The implementation of the neural machine translation using tensorflow.
You can directly run train_seq2seq_w_gru.py or train_seq2seq_w_lstm.py, depends on which neural network you want to use. GRU may be a little bit faster. The script contains data preprocessng, training, prediction on each epoch and evaluation with bleu score.
- numpy 1.19.5
- nltk 3.5
- tensorflow 2.4.1
The dataset "deu.txt" contains 208 486 pairs of English-German translations. It can be downloaded from here http://www.manythings.org/anki/ The project should work also for other languages. If there is any problem with encoding, encoding should be individually adjusted. The encoding type for a specific dataset can be checked using chardet library https://chardet.readthedocs.io/en/latest/usage.html
Before feeding the data into the neural network we must preprocess it: preprocess_data.py -> preprocess() The preprocess script involved:
- creating encoder_input, decoder_input and decoder_output inputs
- cleaning
- tokenizing
- creating word2idx_inputs, word2idx_inputs dictionaries
- padding
- shuffling
- creating tensorflow's datasets from encoder_input, decoder_input, decoder_output
- splitting into test/training set
- creating batches within sets
Run train_lstm.py to train the model. Model subclassing: Encoder_LSTM.py, Decoder_LSTM.py. The prediction is picked using "Greedy Decoding".

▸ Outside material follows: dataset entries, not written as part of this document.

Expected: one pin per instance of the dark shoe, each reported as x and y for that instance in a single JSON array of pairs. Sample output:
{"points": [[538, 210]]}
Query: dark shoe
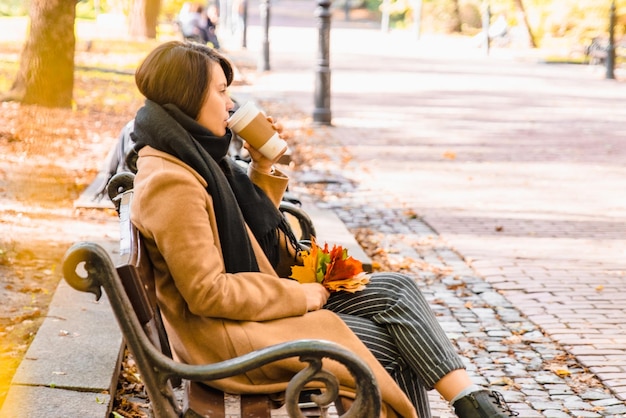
{"points": [[483, 404]]}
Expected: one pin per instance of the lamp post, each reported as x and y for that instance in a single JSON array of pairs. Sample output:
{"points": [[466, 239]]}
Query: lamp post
{"points": [[244, 19], [486, 23], [264, 58], [321, 113], [610, 52]]}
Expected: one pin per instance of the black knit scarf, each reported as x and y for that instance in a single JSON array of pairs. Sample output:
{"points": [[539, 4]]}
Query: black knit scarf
{"points": [[235, 198]]}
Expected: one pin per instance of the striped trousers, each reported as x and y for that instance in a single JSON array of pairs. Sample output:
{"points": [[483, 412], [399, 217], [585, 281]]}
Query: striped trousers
{"points": [[394, 320]]}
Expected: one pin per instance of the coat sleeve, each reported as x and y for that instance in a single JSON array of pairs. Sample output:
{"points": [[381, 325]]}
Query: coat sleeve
{"points": [[274, 185], [172, 209]]}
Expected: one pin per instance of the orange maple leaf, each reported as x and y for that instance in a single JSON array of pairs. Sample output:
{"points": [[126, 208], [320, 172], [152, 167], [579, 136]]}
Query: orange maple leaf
{"points": [[332, 268]]}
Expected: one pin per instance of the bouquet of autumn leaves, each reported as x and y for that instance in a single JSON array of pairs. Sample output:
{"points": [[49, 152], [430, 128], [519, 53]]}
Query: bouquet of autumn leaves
{"points": [[333, 268]]}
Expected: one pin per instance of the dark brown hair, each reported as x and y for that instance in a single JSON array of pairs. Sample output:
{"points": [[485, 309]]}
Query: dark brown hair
{"points": [[179, 73]]}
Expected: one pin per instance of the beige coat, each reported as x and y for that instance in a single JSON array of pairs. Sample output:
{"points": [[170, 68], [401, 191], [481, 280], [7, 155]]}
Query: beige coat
{"points": [[211, 315]]}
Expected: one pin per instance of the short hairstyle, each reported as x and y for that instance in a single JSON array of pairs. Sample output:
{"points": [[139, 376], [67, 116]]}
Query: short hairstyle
{"points": [[179, 73]]}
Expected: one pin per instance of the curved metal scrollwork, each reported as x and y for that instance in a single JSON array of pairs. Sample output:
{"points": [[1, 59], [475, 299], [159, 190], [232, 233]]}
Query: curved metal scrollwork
{"points": [[157, 369], [83, 256], [312, 373]]}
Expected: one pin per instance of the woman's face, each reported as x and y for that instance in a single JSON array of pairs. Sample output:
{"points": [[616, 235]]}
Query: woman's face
{"points": [[214, 111]]}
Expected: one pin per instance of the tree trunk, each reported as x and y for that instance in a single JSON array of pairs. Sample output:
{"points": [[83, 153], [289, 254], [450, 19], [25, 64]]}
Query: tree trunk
{"points": [[46, 74], [520, 7], [143, 18]]}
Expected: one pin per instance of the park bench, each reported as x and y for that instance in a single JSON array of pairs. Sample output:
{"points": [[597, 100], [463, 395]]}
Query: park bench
{"points": [[129, 287]]}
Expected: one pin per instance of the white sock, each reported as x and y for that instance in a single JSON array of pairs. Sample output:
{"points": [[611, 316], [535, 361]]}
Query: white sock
{"points": [[465, 392]]}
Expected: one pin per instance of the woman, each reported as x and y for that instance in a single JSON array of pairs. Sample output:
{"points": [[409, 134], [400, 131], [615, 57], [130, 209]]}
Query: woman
{"points": [[218, 245]]}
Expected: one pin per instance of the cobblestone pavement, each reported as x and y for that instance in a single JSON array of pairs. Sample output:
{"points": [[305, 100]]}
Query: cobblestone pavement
{"points": [[497, 181]]}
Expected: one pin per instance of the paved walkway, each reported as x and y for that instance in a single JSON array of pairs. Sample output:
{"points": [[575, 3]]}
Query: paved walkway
{"points": [[497, 180]]}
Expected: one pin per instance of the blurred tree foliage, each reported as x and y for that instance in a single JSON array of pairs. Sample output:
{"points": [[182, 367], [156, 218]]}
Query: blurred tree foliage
{"points": [[579, 20]]}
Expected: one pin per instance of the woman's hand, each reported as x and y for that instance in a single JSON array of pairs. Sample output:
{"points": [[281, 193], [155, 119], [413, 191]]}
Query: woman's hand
{"points": [[259, 161], [316, 296]]}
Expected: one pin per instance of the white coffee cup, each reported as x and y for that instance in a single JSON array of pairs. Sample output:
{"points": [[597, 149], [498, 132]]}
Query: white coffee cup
{"points": [[252, 125]]}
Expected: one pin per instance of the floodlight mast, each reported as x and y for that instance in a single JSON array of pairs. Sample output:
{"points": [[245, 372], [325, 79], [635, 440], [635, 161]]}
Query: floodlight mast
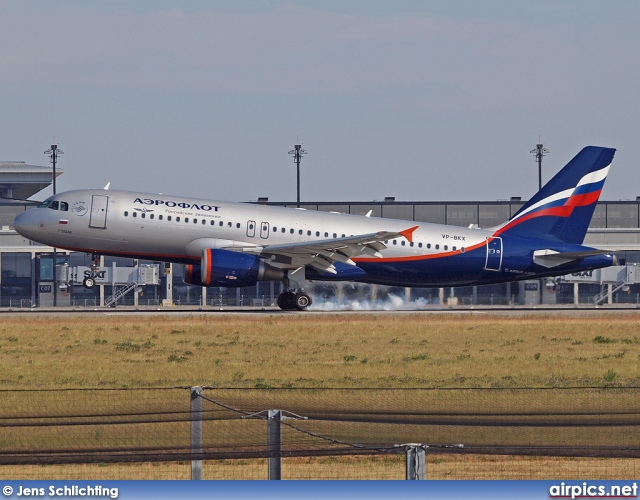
{"points": [[539, 152], [297, 156], [53, 154]]}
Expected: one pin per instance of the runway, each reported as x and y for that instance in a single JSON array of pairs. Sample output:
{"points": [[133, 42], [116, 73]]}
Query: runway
{"points": [[275, 311]]}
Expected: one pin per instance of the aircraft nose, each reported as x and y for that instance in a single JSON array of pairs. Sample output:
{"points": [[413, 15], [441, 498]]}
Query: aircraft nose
{"points": [[25, 223]]}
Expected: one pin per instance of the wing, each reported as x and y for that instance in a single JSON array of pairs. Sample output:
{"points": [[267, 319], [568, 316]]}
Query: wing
{"points": [[322, 254], [551, 258]]}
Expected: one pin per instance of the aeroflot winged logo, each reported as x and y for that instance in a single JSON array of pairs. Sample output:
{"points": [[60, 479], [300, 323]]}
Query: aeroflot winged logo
{"points": [[174, 204], [79, 207]]}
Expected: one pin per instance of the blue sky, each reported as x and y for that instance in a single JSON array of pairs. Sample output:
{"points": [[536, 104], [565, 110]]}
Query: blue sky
{"points": [[421, 100]]}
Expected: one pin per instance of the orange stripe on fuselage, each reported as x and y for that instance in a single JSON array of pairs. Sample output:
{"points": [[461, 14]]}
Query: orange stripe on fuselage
{"points": [[418, 257]]}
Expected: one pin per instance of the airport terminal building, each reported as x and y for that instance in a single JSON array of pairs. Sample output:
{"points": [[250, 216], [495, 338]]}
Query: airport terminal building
{"points": [[28, 273]]}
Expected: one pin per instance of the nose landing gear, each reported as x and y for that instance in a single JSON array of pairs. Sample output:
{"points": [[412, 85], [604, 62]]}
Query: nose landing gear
{"points": [[90, 281]]}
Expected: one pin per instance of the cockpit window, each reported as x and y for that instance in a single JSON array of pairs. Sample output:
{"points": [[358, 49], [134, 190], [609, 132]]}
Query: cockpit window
{"points": [[54, 205], [45, 203]]}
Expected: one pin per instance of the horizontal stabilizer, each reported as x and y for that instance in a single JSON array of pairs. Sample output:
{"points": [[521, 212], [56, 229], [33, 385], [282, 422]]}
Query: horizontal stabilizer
{"points": [[551, 258]]}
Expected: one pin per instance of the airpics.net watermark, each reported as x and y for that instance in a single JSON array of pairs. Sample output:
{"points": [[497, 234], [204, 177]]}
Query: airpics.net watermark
{"points": [[96, 491], [588, 490]]}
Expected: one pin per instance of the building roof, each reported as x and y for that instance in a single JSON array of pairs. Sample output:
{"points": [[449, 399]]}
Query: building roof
{"points": [[21, 181]]}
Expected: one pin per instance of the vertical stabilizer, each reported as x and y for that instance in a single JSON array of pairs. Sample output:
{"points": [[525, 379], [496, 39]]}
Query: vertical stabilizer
{"points": [[563, 208]]}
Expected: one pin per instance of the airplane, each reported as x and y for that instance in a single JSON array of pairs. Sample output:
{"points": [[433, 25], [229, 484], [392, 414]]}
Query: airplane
{"points": [[239, 244]]}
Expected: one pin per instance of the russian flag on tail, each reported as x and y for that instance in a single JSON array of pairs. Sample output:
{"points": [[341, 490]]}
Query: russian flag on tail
{"points": [[563, 208]]}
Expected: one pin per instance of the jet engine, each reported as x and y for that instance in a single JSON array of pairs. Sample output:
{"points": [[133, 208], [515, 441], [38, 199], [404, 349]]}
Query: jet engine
{"points": [[230, 269]]}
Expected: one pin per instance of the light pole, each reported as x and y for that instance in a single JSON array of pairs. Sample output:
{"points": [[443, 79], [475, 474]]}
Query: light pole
{"points": [[53, 154], [297, 156], [539, 152]]}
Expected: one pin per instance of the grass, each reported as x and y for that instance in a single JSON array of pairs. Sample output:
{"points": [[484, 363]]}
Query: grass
{"points": [[461, 467], [327, 350], [335, 351]]}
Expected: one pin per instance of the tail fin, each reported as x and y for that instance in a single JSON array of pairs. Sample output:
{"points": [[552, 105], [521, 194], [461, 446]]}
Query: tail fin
{"points": [[563, 208]]}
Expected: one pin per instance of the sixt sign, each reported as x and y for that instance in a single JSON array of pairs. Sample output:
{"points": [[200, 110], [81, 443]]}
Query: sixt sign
{"points": [[174, 204]]}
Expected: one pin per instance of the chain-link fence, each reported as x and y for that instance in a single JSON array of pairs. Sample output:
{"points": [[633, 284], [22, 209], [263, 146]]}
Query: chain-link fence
{"points": [[324, 433]]}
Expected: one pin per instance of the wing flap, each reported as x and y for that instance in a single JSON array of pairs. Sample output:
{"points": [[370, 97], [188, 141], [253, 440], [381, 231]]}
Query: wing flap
{"points": [[321, 254], [552, 258]]}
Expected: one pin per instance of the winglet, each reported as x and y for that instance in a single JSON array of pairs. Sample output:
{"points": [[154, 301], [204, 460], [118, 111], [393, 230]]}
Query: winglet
{"points": [[408, 233]]}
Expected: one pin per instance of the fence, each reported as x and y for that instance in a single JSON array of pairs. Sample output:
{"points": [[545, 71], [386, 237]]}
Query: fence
{"points": [[323, 426]]}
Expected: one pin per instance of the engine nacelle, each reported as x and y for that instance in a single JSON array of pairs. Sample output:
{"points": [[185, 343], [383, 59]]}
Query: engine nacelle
{"points": [[230, 269]]}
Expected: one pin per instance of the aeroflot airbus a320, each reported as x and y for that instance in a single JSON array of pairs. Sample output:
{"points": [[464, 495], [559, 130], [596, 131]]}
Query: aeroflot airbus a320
{"points": [[238, 244]]}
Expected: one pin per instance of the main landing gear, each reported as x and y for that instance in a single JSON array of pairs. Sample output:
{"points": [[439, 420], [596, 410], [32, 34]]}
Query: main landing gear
{"points": [[90, 281], [293, 297], [294, 300]]}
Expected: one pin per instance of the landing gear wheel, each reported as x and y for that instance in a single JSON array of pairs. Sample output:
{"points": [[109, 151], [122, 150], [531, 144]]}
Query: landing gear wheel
{"points": [[301, 301], [89, 283], [286, 301]]}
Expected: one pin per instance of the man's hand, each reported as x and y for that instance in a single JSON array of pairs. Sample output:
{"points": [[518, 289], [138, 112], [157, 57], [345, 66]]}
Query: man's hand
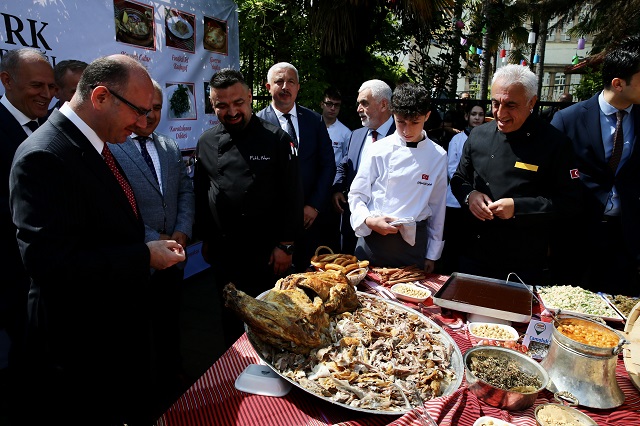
{"points": [[280, 261], [338, 201], [310, 214], [381, 225], [429, 266], [165, 253], [503, 208], [180, 237], [478, 203]]}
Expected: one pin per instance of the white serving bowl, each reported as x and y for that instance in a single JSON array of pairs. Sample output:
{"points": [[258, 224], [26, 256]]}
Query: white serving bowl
{"points": [[493, 331], [410, 293]]}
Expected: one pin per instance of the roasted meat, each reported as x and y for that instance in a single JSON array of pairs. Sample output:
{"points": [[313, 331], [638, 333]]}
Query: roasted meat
{"points": [[294, 315]]}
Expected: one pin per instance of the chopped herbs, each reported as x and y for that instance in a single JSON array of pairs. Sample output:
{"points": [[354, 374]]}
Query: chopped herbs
{"points": [[179, 102], [503, 373]]}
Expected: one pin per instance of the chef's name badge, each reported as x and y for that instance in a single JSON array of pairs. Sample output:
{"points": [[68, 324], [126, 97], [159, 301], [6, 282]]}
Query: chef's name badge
{"points": [[525, 166]]}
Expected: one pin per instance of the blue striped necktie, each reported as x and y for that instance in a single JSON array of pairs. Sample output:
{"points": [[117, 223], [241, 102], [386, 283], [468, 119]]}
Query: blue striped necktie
{"points": [[142, 140]]}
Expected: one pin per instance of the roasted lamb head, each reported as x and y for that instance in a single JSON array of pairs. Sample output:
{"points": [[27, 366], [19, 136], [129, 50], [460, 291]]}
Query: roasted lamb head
{"points": [[294, 315]]}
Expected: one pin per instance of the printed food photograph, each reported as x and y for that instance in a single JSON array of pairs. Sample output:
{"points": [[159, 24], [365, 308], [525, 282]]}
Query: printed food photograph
{"points": [[180, 29], [134, 23], [215, 35], [181, 100]]}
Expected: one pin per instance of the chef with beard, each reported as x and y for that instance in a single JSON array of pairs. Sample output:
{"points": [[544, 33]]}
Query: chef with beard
{"points": [[248, 195]]}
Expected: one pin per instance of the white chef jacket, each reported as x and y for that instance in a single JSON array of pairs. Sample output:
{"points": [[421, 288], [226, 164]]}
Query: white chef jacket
{"points": [[398, 181]]}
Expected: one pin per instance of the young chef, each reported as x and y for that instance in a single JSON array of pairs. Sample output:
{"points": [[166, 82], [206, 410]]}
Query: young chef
{"points": [[398, 196]]}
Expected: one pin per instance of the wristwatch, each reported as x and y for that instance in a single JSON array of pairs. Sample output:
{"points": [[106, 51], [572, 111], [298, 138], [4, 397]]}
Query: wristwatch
{"points": [[466, 199], [287, 248]]}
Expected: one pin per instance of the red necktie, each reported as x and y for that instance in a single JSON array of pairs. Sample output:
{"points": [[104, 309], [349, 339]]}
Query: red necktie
{"points": [[111, 162]]}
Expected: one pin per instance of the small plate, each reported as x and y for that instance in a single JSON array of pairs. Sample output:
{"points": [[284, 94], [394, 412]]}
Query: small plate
{"points": [[173, 21], [410, 293], [491, 421], [476, 327]]}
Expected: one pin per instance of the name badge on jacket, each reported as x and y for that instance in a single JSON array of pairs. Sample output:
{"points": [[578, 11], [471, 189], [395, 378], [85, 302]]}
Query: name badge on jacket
{"points": [[525, 166]]}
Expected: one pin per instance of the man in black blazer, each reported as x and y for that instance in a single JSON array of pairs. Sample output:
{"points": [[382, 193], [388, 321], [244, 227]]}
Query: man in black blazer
{"points": [[29, 85], [88, 350], [315, 156], [601, 250], [374, 97]]}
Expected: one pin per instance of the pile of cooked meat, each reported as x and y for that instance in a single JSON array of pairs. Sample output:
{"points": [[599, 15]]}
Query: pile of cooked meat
{"points": [[354, 349]]}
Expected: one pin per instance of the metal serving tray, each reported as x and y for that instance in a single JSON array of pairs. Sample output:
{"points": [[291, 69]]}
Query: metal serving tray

Run train_gru.py to train the model. Model subclassing: Encoder.py, Decoder.py
You can run train_seq2seq_w_attn.py to train LSTM encoder-decoder model with custom attention layer (AttentionLayer.py). Training is very slow.
Model is evaualte after the each epoch during the training, on the test data. For the evaluation was used a common machine translation metrc: BLEU("Bilingual Evaluation Understudy")
After training the model is saved and can be tested using test_translation.py. The english input sentence must be specified as a "sequence" string variable inside the script.